The formula to calculate the moment of inertia about the $y$ axis is given by,

\[\begin{array}{c} {I_{\rm{y}}} = \left[ \begin{array}{l} \left( {\frac{{{h_1}{b_1}^3}}{{12}}} \right) + \left( {{A_1}{{\left( {{{\bar x}_1}} \right)}^2}} \right)\\ + \left( {\frac{{{h_2}{b_2}^3}}{{12}}} \right) + \left( {{A_2}{{\left( {{{\bar x}_2}} \right)}^2}} \right)\\ + \left( {\frac{{{h_3}{b_3}^3}}{{12}}} \right) + \left( {{A_3}{{\left( {{{\bar x}_3}} \right)}^2}} \right) \end{array} \right]\\ = \left[ \begin{array}{l} \left( {\frac{{{h_1}{b_1}^3}}{{12}}} \right) + \left( {{b_1}{h_1}{{\left( {{{\bar x}_1}} \right)}^2}} \right)\\ + \left( {\frac{{{h_2}{b_2}^3}}{{12}}} \right) + \left( {{b_2}{h_2}{{\left( {{{\bar x}_2}} \right)}^2}} \right)\\ + \left( {\frac{{{h_3}{b_3}^3}}{{12}}} \right) + \left( {{b_3}{h_3}{{\left( {{{\bar x}_3}} \right)}^2}} \right) \end{array} \right] \end{array}\]

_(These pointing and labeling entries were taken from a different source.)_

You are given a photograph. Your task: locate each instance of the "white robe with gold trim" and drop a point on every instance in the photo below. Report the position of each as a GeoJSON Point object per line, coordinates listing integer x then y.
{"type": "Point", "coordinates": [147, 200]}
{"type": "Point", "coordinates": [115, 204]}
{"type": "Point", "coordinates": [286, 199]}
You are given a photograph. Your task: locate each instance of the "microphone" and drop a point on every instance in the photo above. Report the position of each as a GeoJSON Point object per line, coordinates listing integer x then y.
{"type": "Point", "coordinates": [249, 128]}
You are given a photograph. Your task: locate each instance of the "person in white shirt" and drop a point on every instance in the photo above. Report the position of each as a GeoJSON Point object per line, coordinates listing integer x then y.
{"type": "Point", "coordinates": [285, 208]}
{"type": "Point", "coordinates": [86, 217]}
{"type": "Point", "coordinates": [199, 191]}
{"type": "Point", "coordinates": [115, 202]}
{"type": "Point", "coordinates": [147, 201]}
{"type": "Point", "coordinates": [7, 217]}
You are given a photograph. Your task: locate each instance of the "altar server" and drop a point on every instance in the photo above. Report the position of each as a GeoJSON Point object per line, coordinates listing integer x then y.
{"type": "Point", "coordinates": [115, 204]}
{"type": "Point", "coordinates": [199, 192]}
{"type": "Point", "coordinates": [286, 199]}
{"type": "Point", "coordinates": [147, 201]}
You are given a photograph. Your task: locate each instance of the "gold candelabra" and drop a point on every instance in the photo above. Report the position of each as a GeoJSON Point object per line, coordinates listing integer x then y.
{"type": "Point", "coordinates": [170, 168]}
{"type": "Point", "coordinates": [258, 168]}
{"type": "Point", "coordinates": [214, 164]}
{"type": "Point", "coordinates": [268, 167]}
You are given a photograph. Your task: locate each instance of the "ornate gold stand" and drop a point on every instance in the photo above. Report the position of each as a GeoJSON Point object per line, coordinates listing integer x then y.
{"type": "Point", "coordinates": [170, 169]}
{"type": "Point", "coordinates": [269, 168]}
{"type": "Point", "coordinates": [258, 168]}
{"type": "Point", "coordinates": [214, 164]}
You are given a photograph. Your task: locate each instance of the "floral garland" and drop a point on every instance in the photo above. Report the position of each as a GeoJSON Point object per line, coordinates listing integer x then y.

Here, ${I_{\rm{y}}}$ represent the moment of inertia about the $y$ axis.

Substitute all the known values in the above formula.

\[\begin{array}{c} {I_{\rm{y}}} = \left[ \begin{array}{l} \left[ {\frac{{\left( {50\;{\rm{mm}}} \right){{\left( {10\;{\rm{mm}}} \right)}^3}}}{{12}}} \right] + \left[ {\left( {50\;{\rm{mm}}} \right)\left( {10\;{\rm{mm}}} \right){{\left( {145\;{\rm{mm}}} \right)}^2}} \right]\\ + \left[ {\frac{{\left( {50\;{\rm{mm}}} \right){{\left( {10\;{\rm{mm}}} \right)}^3}}}{{12}}} \right] + \left[ {\left( {50\;{\rm{mm}}} \right)\left( {10\;{\rm{mm}}} \right){{\left( {145\;{\rm{mm}}} \right)}^2}} \right]\\ + \left[ {\frac{{\left( {10\;{\rm{mm}}} \right){{\left( {300\;{\rm{mm}}} \right)}^3}}}{{12}}} \right] + \left[ {\left( {300\;{\rm{mm}}} \right)\left( {10\;{\rm{mm}}} \right){{\left( {0\;{\rm{mm}}} \right)}^2}} \right] \end{array} \right]\\ = \left[ {\;10516666.67 + 10516666.67 + 225 \times {{10}^5}} \right]\;{\left( {{\rm{mm}}} \right)^4}\\ \; \approx 43.53 \times {10^6}\;{\left( {{\rm{mm}}} \right)^4} \end{array}\]
 
Step 8

The formula to calculate the maximum moment of inertia ${I_{\rm{u}}}$ is given by,

\[{I_{\rm{u}}} = \left[ {\left( {\frac{{{I_{\rm{x}}} + {I_{\rm{y}}}}}{2}} \right) + \left( {\frac{{{I_{\rm{x}}} - {I_{\rm{y}}}}}{2}} \right)\cos 2\theta } \right]\]

Substitute all the known values in the above formula.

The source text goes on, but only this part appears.